Explain can also tell you if it is better to drop and index
EXPLAIN SELECT * FROM table1
WHERE indexedfield1 > indexedfield2
ORDER BY indexedfield3
If very little rows are selected, or MySQL decided to ignore the index (it does that from time to time) then you might as well drop the index, because it is slowing down your inserts but not speeding up your select's.
Then again it might also be that your select statement is not clever enough.
(Sorry for the complexity in the answer, I was trying to keep it simple, but failed).
Link:
MySQL indexes - what are the best practices?
Pros:
Faster lookup for results. This is all about reducing the # of Disk IO's. Instead of scanning the entire table for the results, you can reduce the number of disk IO's(page fetches) by using index structures such as B-Trees or Hash Indexes to get to your data faster.
Cons:
Slower writes(potentially). Not only do you have to write your data to your tables, but you also have to write to your indexes. This may cause the system to restructure the index structure(Hash Index, B-Tree etc), which can be very computationally expensive.
Takes up more disk space, naturally. You are storing more data.
The easiest way to think about an index is to think about a dictionary. It has words and it has definitions corresponding to those words. The dictionary has an index on "word" because when you go to a dictionary you want to look up a word quickly, then get its definition. A dictionary usually contains just one index - an index by word.
A database is analogous. When you have a bunch of data in the database, you will have certain ways that you want to get it out. Let's say you have a User table and you often look up a user by the FirstName column. Since this is an operation that you are doing often in your application, you should consider using an index on this column. That will create a structure in the database that is sorted, if you will, by that column, so that looking up something by first name is like looking up a word in a dictionary. If you didn't have this index you might need to look at ALL rows before you determine which ones have a specific FirstName. By adding an index, you have made this fast.

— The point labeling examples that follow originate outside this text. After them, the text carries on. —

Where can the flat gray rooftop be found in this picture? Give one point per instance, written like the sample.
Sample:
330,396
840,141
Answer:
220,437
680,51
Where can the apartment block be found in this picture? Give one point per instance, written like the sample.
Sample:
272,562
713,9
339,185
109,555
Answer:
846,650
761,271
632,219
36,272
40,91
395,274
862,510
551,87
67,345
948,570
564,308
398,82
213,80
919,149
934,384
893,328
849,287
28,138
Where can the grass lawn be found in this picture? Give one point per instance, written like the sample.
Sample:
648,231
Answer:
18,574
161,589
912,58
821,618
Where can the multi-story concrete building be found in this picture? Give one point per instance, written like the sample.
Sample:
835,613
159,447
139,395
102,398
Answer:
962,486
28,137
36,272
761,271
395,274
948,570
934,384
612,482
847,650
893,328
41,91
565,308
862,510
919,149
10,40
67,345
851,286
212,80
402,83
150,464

So why not put an index on all columns and make them all fast? Like everything, there is a trade off. Every time you insert a row into the table User, the database will need to perform its magic and sort everything on your indexed column. This can be expensive.

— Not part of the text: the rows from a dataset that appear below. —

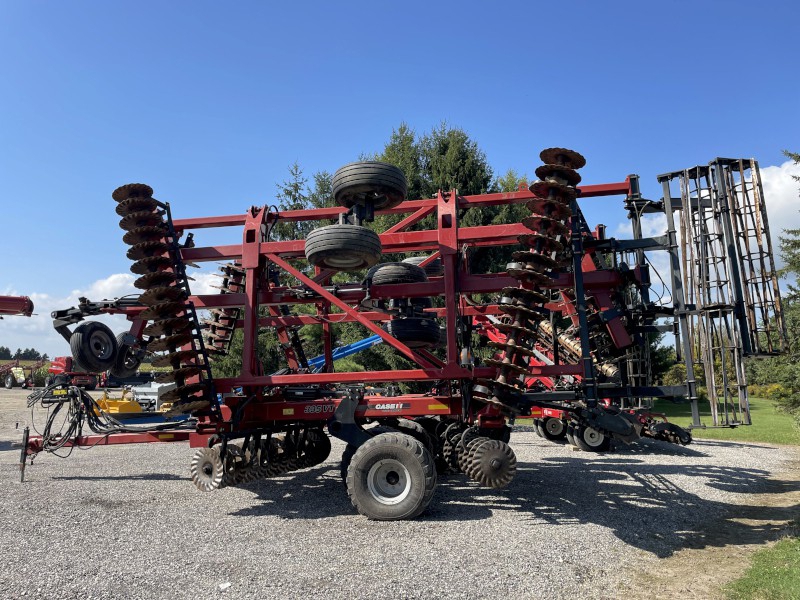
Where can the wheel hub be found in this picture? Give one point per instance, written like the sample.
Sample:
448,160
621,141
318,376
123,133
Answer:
388,481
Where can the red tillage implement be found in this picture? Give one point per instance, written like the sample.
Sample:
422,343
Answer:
557,332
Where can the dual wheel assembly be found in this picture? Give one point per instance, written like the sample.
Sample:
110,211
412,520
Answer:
581,436
363,188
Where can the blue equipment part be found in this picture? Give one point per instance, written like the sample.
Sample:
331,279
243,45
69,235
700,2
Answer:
316,363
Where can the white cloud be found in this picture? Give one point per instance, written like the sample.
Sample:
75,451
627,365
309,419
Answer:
37,331
782,196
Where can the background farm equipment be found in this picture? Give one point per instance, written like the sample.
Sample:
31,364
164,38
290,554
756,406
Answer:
560,333
16,305
14,373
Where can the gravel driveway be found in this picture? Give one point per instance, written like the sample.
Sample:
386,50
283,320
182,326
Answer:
126,522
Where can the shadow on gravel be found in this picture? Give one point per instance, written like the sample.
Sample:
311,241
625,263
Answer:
643,504
314,493
141,477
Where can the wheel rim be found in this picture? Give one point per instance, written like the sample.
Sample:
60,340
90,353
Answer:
592,437
389,482
101,346
554,426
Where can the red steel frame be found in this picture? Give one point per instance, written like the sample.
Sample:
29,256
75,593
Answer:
445,241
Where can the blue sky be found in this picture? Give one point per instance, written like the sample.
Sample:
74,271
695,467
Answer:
210,102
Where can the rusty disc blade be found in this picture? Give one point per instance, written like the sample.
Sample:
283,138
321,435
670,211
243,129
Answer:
558,173
212,325
162,294
511,348
545,225
516,309
132,205
532,258
151,265
140,219
217,337
529,297
155,279
146,250
174,359
515,329
560,193
171,342
184,392
168,326
155,233
540,243
529,275
549,208
507,365
132,190
163,310
215,350
562,156
182,373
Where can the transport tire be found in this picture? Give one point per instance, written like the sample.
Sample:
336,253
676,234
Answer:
591,440
414,332
571,429
343,247
391,477
553,429
207,469
127,361
369,181
391,273
94,347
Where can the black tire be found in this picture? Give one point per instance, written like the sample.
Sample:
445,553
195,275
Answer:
94,347
350,450
432,269
369,181
590,440
553,429
343,247
127,361
415,332
391,477
390,273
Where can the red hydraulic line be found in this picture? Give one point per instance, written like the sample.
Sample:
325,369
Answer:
16,305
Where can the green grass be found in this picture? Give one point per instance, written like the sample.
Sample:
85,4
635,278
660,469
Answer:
770,425
774,574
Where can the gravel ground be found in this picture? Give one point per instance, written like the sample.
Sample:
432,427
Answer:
126,522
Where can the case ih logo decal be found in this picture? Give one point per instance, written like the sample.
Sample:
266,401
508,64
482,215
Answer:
389,406
319,408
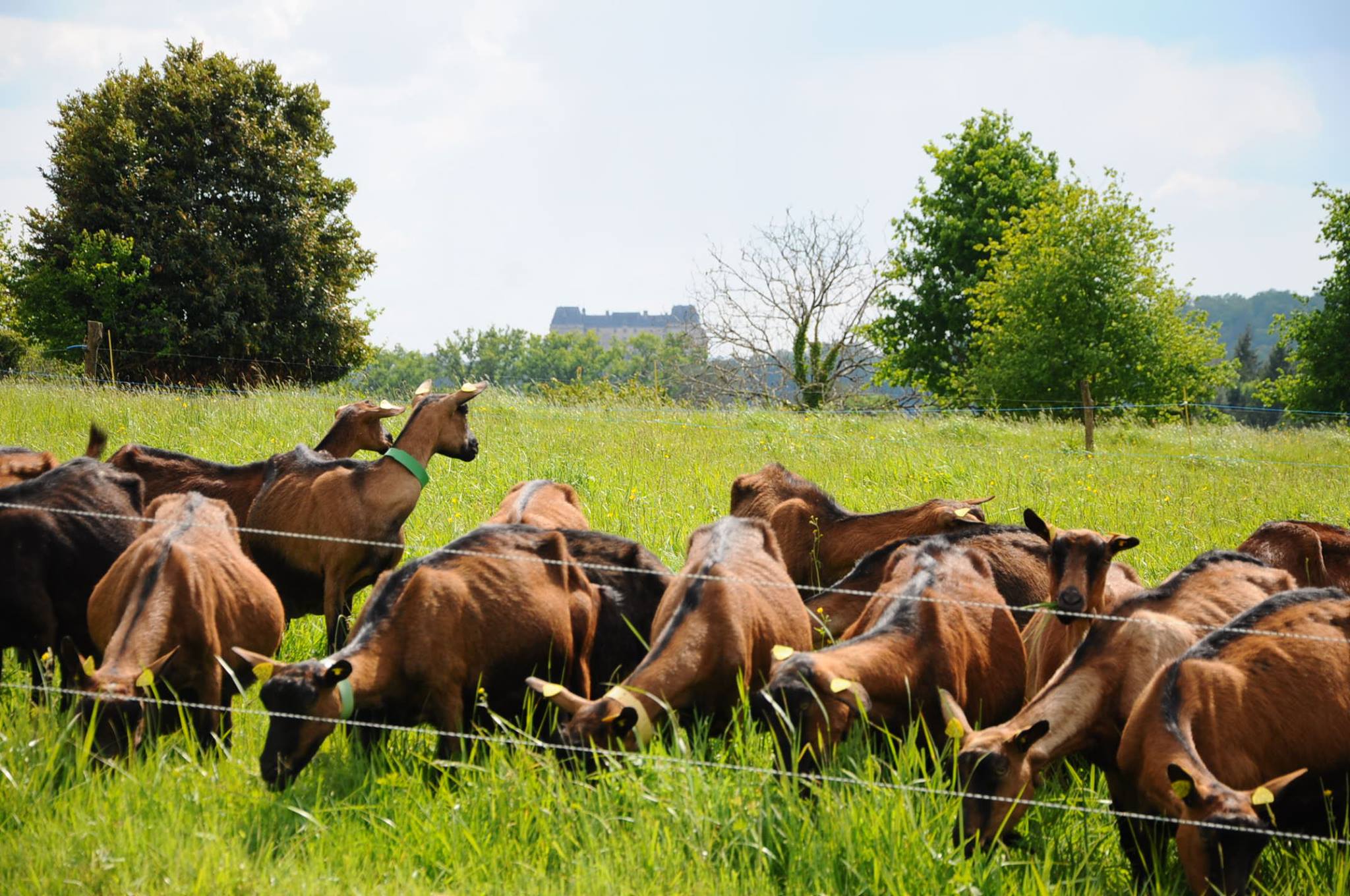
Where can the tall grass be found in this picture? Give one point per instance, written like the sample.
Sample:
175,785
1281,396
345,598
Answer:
510,820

You don't have to have a primary key. Indexes (of any type) are used to speed up queries and, at least with the InnoDB engine, enforce foreign key constraints. Whether you use a unique or plain (non-unique) index depends on whether you want to allow duplicate values in the key.
This is a general database concept, you might use external resources to read about it, like http://beginner-sql-tutorial.com/sql-index.htm or http://en.wikipedia.org/wiki/Index_(database)

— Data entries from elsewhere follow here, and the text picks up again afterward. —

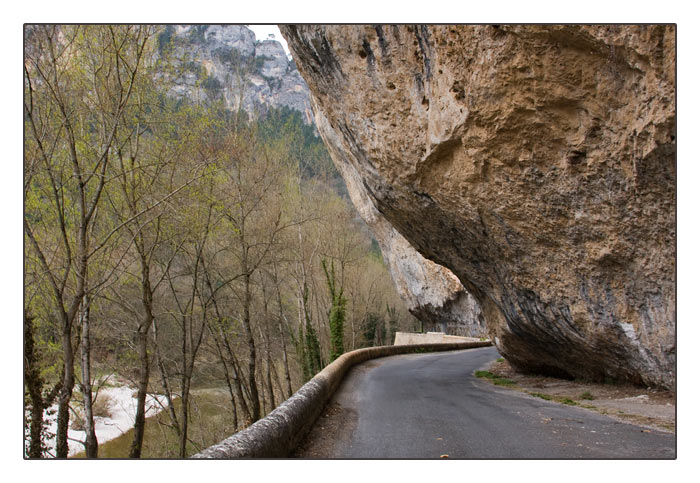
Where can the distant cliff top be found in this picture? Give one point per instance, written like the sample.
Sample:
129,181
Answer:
227,62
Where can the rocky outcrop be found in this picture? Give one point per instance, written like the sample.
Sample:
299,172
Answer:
536,163
431,292
227,61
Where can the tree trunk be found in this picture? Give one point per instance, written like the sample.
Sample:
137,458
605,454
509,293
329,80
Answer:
164,381
144,363
66,392
236,373
280,318
91,445
140,417
252,383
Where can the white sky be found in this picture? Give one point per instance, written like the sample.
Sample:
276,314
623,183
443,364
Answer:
262,31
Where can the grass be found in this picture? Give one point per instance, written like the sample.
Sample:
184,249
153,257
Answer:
559,399
497,380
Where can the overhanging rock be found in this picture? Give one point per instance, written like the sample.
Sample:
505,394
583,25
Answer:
535,163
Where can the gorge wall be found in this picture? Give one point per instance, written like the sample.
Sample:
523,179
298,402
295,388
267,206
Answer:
227,62
536,163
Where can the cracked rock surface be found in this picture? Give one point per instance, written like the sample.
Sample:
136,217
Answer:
535,163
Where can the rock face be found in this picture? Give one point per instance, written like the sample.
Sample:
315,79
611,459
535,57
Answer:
536,163
431,292
227,61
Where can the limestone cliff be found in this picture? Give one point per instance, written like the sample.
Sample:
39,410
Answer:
227,61
537,163
431,292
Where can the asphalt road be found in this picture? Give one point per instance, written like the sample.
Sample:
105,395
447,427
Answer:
431,405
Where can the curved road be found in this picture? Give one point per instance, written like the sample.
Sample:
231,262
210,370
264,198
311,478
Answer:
431,405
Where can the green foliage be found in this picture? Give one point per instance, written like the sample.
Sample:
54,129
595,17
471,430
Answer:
312,347
497,380
393,320
336,316
165,38
212,84
197,34
284,126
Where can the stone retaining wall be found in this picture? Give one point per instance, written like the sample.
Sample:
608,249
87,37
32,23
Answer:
281,431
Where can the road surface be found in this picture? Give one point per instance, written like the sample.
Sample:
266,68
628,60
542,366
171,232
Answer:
431,406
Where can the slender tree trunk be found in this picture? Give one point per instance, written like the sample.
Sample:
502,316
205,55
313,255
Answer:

An index allows MySQL to find data quicker. You use them on columns that you'll be using in WHERE clauses. For example, if you have a column named score, and want to find everything with where score > 5, by default this means MySQL will need to scan through the WHOLE table to find those scores. However if you use a BTREE index, finding those that meet that condition will happen a LOT faster.
Indices have a price: disk and memory space. If it's a very big table, your index will grow rather large.
Think of it this way: what are the biggest benefits of having an index in a book? It's much the same thing. You have a slightly larger book, yet you're able to quickly look things up. When you create an index on a column, you're saying you want to be able to reference it in a where clause to look it up quickly.